After the balloon trip we went to the Valley of Kings and wandered around some tombs. We didn’t do King Tut’s tomb, but would see all the stuff they pulled out of it when we went to the Egyptian Museum in Cairo. All the workmanship and human effort that went into digging, carving, and painting the tombs was something to behold.

We hit another temple or palace or something near the Valley of the Kings, which was impressive, but my attention was flagging after the early wake up. After that (and some coffee at a statue dealer), we went to Karnak temple - the big one! The grounds alone were huge - the temple itself was astoundingly massive. Perhaps indescribably big, with scores of monstrous columns inside, all covered in hieroglyphs. This temple alone is worth the visit to Luxor.

We spent the afternoon on the boat, being lazy, and flew back to Cairo in the evening.

The second stab at Cairo went better than the first. We upgraded our accommodations to the Ramses Hilton, which was well worth it - the hotel was nicer and much more central (and had a heated pool!). Over the next few days we variously relaxed, wandered around, and occasionally saw a sight.

The Egyptian Museum was pretty fantastic, though it had a lot of information to absorb and we didn’t have enough time to absorb all of it. The highlight, of course, was seeing King Tut’s burial chamber and all the things contained therein. The… death mask? was particularly impressive - despite seeing it countless times in pictures, it was cool to see it in person and see the workmanship inside and out.

As part of the same tour on which we saw the museum, we wandered in Old Cairo, which included old Christian and Jewish places of worship that were beautifully decorated. After Old Cairo, we went up to Saladin’s Citadel and took a bunch of photos of both the big mosque and the pyramids that were visible all the way across the city.

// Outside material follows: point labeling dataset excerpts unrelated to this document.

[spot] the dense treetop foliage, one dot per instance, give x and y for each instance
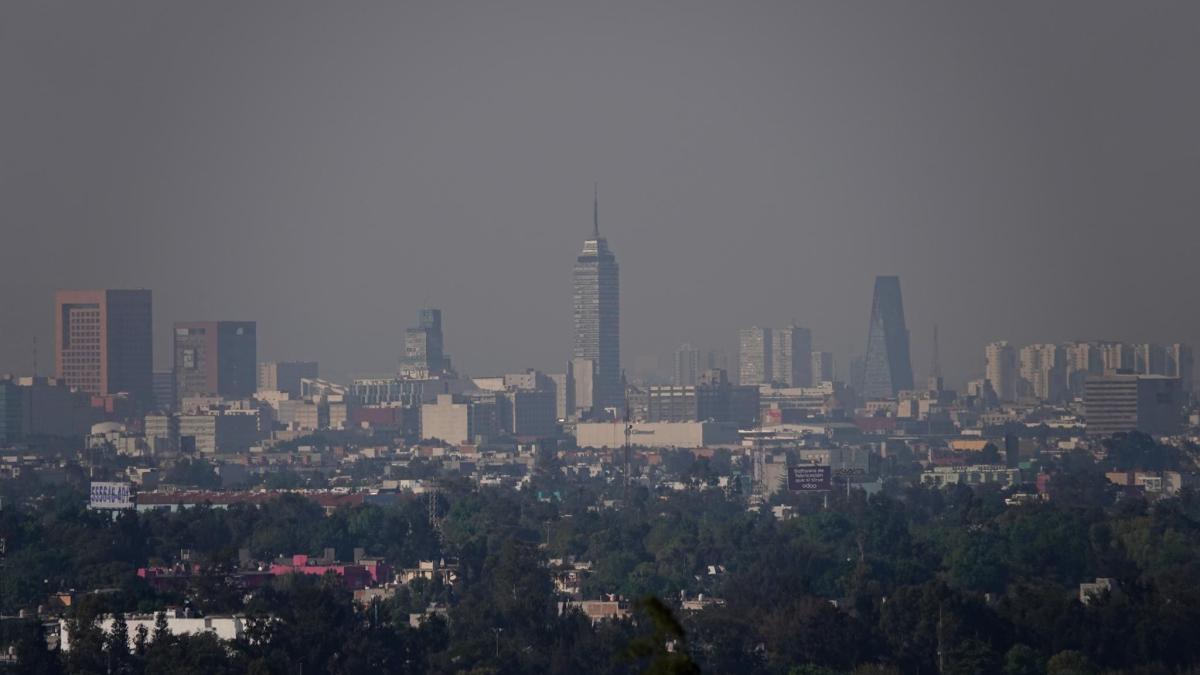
(909, 580)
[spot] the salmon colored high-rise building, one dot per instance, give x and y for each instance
(103, 341)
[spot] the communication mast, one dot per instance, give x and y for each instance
(629, 431)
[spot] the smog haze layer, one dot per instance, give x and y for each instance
(1029, 169)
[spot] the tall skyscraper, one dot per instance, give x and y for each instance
(1151, 404)
(424, 356)
(1043, 370)
(103, 341)
(215, 358)
(687, 365)
(1180, 363)
(888, 364)
(598, 315)
(791, 356)
(1001, 370)
(1084, 359)
(1150, 359)
(755, 354)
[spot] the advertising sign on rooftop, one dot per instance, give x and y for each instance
(111, 495)
(808, 478)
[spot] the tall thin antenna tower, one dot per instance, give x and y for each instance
(629, 432)
(935, 369)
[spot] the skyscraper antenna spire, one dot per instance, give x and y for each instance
(936, 365)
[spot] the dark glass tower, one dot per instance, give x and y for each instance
(887, 368)
(424, 356)
(598, 316)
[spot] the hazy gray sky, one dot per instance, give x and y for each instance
(1030, 169)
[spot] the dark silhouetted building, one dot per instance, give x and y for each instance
(105, 342)
(216, 358)
(888, 366)
(424, 356)
(791, 356)
(598, 316)
(1152, 404)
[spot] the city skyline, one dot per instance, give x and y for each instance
(789, 210)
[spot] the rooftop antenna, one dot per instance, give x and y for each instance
(595, 210)
(629, 431)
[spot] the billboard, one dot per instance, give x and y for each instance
(811, 478)
(111, 495)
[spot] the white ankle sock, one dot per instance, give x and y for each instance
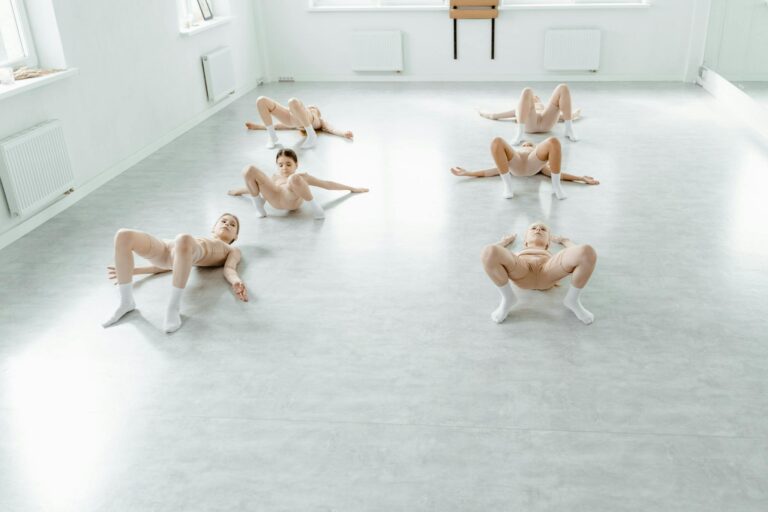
(508, 300)
(173, 313)
(317, 210)
(258, 203)
(519, 135)
(127, 304)
(573, 302)
(569, 131)
(311, 139)
(556, 188)
(273, 141)
(506, 179)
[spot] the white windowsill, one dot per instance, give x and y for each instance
(519, 7)
(21, 86)
(205, 25)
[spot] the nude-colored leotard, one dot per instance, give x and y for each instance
(525, 163)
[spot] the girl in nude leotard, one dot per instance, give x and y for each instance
(546, 158)
(534, 117)
(294, 116)
(286, 190)
(534, 268)
(178, 255)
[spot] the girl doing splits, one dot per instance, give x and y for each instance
(546, 158)
(534, 268)
(178, 255)
(295, 116)
(286, 190)
(537, 118)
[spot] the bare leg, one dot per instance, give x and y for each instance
(268, 108)
(128, 241)
(501, 266)
(183, 254)
(502, 153)
(238, 191)
(256, 183)
(564, 176)
(561, 99)
(510, 114)
(579, 261)
(526, 113)
(303, 116)
(299, 186)
(551, 151)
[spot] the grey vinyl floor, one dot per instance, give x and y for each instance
(365, 373)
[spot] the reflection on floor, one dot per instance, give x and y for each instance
(365, 374)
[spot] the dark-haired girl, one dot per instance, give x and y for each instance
(287, 189)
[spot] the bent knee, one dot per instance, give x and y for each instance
(185, 243)
(124, 237)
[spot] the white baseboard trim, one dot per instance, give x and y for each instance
(588, 77)
(82, 190)
(736, 99)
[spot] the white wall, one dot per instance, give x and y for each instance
(139, 80)
(654, 43)
(737, 40)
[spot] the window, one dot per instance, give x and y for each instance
(572, 2)
(15, 42)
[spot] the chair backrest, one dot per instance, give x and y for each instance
(474, 9)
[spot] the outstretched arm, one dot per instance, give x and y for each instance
(333, 131)
(230, 274)
(481, 173)
(588, 180)
(507, 240)
(112, 273)
(331, 185)
(495, 116)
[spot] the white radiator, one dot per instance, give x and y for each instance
(219, 74)
(572, 50)
(377, 50)
(35, 168)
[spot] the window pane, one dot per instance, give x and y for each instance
(11, 46)
(415, 3)
(344, 3)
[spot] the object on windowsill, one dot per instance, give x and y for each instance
(24, 73)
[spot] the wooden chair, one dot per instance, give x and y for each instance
(474, 10)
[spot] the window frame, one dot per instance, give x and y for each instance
(25, 34)
(504, 5)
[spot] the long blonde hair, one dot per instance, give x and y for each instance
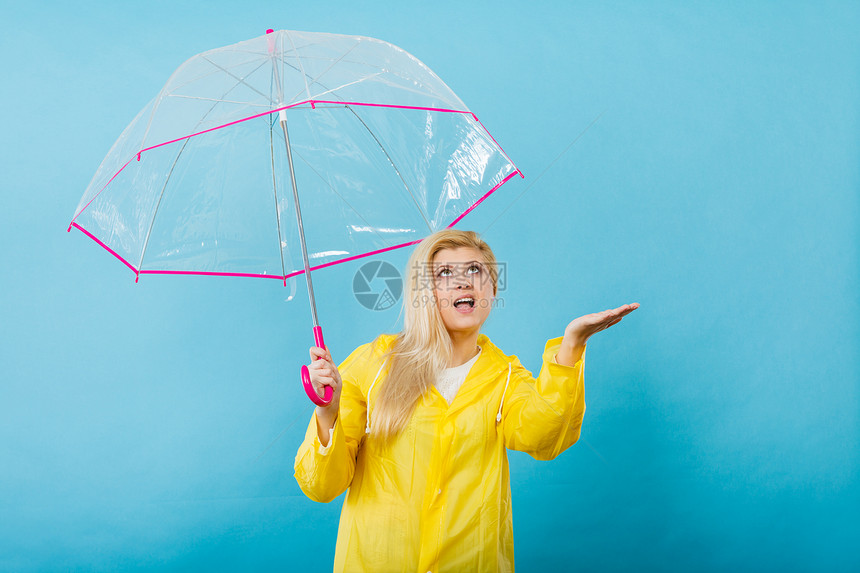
(423, 349)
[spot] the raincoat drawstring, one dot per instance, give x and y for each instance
(369, 390)
(499, 415)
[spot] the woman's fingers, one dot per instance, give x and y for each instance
(317, 352)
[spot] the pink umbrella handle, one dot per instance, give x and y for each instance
(306, 376)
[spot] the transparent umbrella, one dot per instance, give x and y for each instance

On our own, we saw a small palace with some absolutely hilarious taxidermied animals, had lunch in the Cairo Tower, and wandered through a botanical garden. Someday I’ll post pictures, as any description has fallen short.

Eventually it was time for RC to leave, which also meant I had to find different lodging. We said our goodbyes, RC endured another round of dealing with the tour company, and I made my way to a different part of town.

I spent my final week or so in Cairo exploring bars and cafes, visiting the library, and watching the new Star Wars movie in an empty theater. I should write a short story about waiting in line at the Egyptian post office on Christmas, but that should probably be saved for after I get caught up on the travel blog.

There was one big expedition outside the norm - I hired one of the guys from the hotel to take me up to Alexandria. In theory, I was going up to see a new city and do all the normal exploration. In reality, I just wanted to go check out the Library of Alexandria. I’ve done more for less - hell, my trip to Adelaide was spurred in pursuit of a piece of plastic (a “hotstopper” from Hello Internet). I’d heard of the Library from a talk given by Ishmael Serageldin to the Philosophical Society some years earlier and it’s always been on my map.

Alexandria was an impressive city in desperate need of a coat of paint. The Library was astounding, though I wrote an uninspired poem. My “tour” also included a fortress (neat) and an old mosque (neat). If I were to do it again, I’d spend a full day in the Library.

I’ll throw one special mention to three friends I met in a bar who decided I needed to take an immediate impromptu gastronomic tour of the city. I don’t know what all I ate, but it included fried sheep brains. It would have been easier to roll instead of walk by the end of that night.

My flight to Tunisia had me leave Egypt with the same taste in my mouth as I had when I arrived - annoyed with the pushy and the incompetent. That said, I’m glad I went. I left Egypt on December 26.